Gli avevano fatto eco nel ’23 Giustino Fortunato e Salvemini: «È tutto un fondo di immoralità inconscia e cinica»; «Il popolo non sente le ragioni morali…non si sente affatto oppresso dall’intolleranza, né disgustato dal servilismo». Anche Gramsci aveva parlato di un “popolo di scimmie” che vociavano a vuoto al seguito del più rumoroso e vanitoso primate; masse «informi, ancora polverizzate in un brulichio animalesco di individui senza disciplina e senza cultura, ubbidienti solo agli stimoli del ventre e delle passioni barbariche» (“Avanti!”, 1919). Naturalmente, si riferiva solo alle classi borghesi, piccolo borghesi e ai contadini analfabeti, dando per scontata la “moralità” della classe operaia.

Al di là del moralismo degli intellettuali, in ogni epoca storica fustigatori dei costumi, le amare riflessioni sugli italiani non assolvevano dalle sue colpe la classe dirigente liberale che nel timore della sovversione, aveva privato troppo a lungo il popolo dall’esercizio di una vera cittadinanza. Negli anni del regime poi i governanti fascisti non avevano certo contribuito a colmare il vuoto morale e materiale degli italiani, ancora afflitti dopo venti anni da alti tassi di analfabetismo, di povertà, di abbandono. I valori della libertà e la coscienza dei diritti che pure in epoca prefascista le organizzazioni politiche socialiste, cattoliche e democratiche, tra mille contraddizioni, avevano seminato, erano stati soffocati dal messaggio “credere, obbedire e combattere” che aveva imbrattato gli edifici del regime in tutta Italia.

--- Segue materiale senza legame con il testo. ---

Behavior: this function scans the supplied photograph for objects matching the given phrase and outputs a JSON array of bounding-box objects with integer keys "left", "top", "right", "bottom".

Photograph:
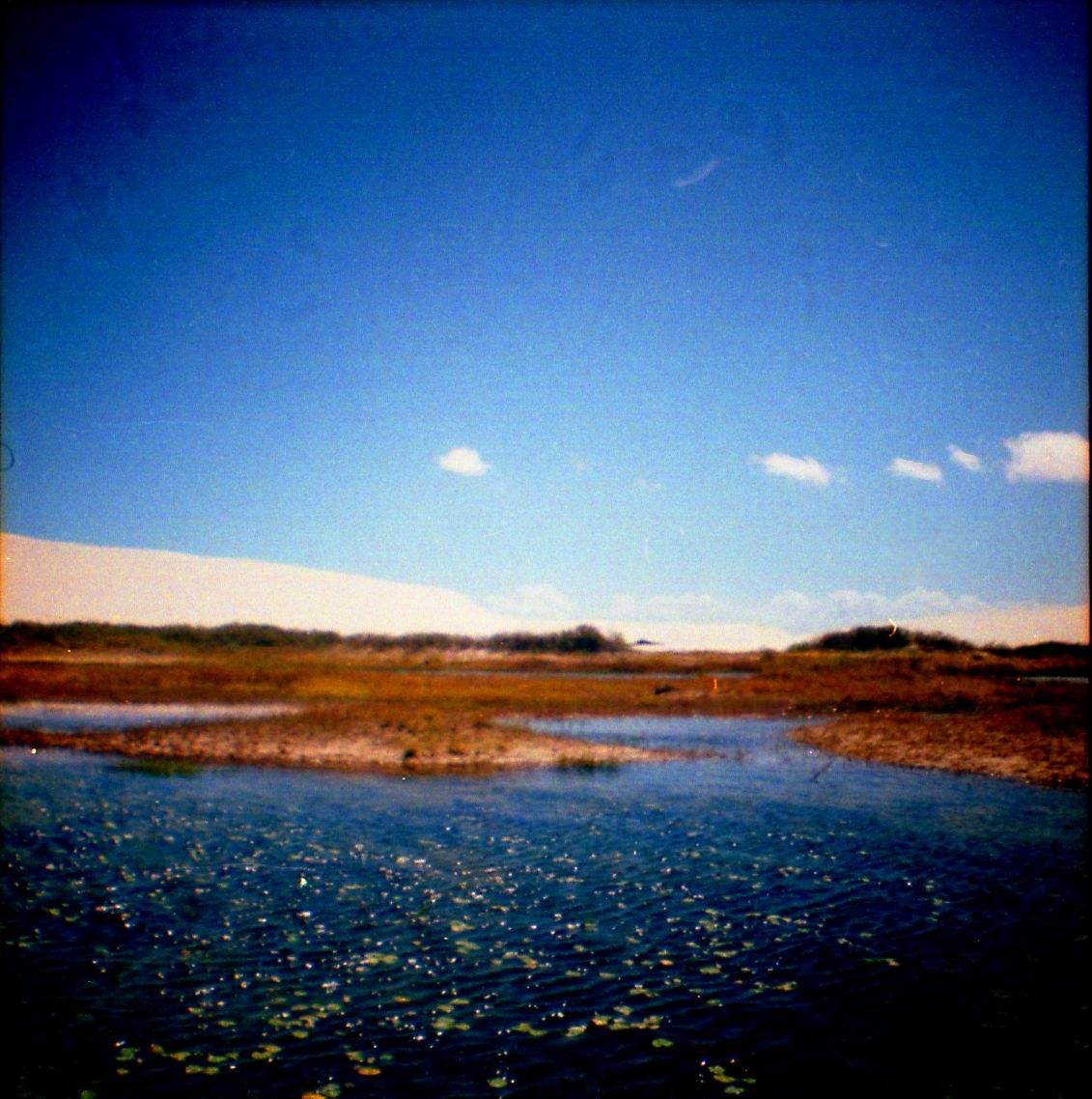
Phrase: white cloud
[
  {"left": 755, "top": 587, "right": 988, "bottom": 635},
  {"left": 605, "top": 591, "right": 730, "bottom": 622},
  {"left": 948, "top": 443, "right": 982, "bottom": 473},
  {"left": 675, "top": 156, "right": 720, "bottom": 189},
  {"left": 1004, "top": 431, "right": 1089, "bottom": 481},
  {"left": 751, "top": 453, "right": 830, "bottom": 485},
  {"left": 487, "top": 583, "right": 576, "bottom": 619},
  {"left": 887, "top": 459, "right": 943, "bottom": 484},
  {"left": 436, "top": 446, "right": 489, "bottom": 477}
]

Ma con l’8 settembre lo slogan fascista aveva perduto ogni significato: non c’era più nulla in cui credere e per cui combattere, nessuno a cui obbedire. Logico che nelle masse prevalesse il disorientamento, la paura, l’istinto a chiudersi nelle proprie case per non sentire e non vedere, lasciando che i “potenti” si scannassero tra loro, pronte però a piegare la testa ai nuovi padroni chiunque essi fossero. La stessa Chiesa invitava a ubbidire alle autorità (ma quali?) raccogliendosi in preghiera per sopravvivere al tempo crudele delle vendette, delle stragi, dei bombardamenti, della fame, del terrore, senza perdere la speranza che la tempesta finisse presto. Bastava avere fede in Dio, nella Divina Provvidenza e nel Pontefice, l’unico potere riconosciuto da milioni di italiani dopo il disfacimento dello Stato l’8 settembre.

Troppo deboli erano ancora i partiti antifascisti, messi fuori legge per un ventennio dal regime fascista che nel suo percorso verso il totalitarismo aveva reso impenetrabile il paese a ogni voce di dissenso. La guerra e la sconfitta avevano portato alla crisi del fascismo, come era emerso il 25 luglio dal tripudio popolare per la caduta del dittatore; ma andavano ancora ricostruiti i legami tra il paese e gli antifascisti che appena ricomparsi sulla scena politica, rivendicavano la guida della nazione con una sola voce e con un solo obiettivo: liberare l’Italia dai nazifascisti. La resistenza sarebbe stata il terreno sul quale legittimarsi agli occhi degli italiani e agli occhi degli alleati come la nuova classe politica antifascista, pronta a dare la vita per riscattare la nazione dalla colpa della guerra fascista.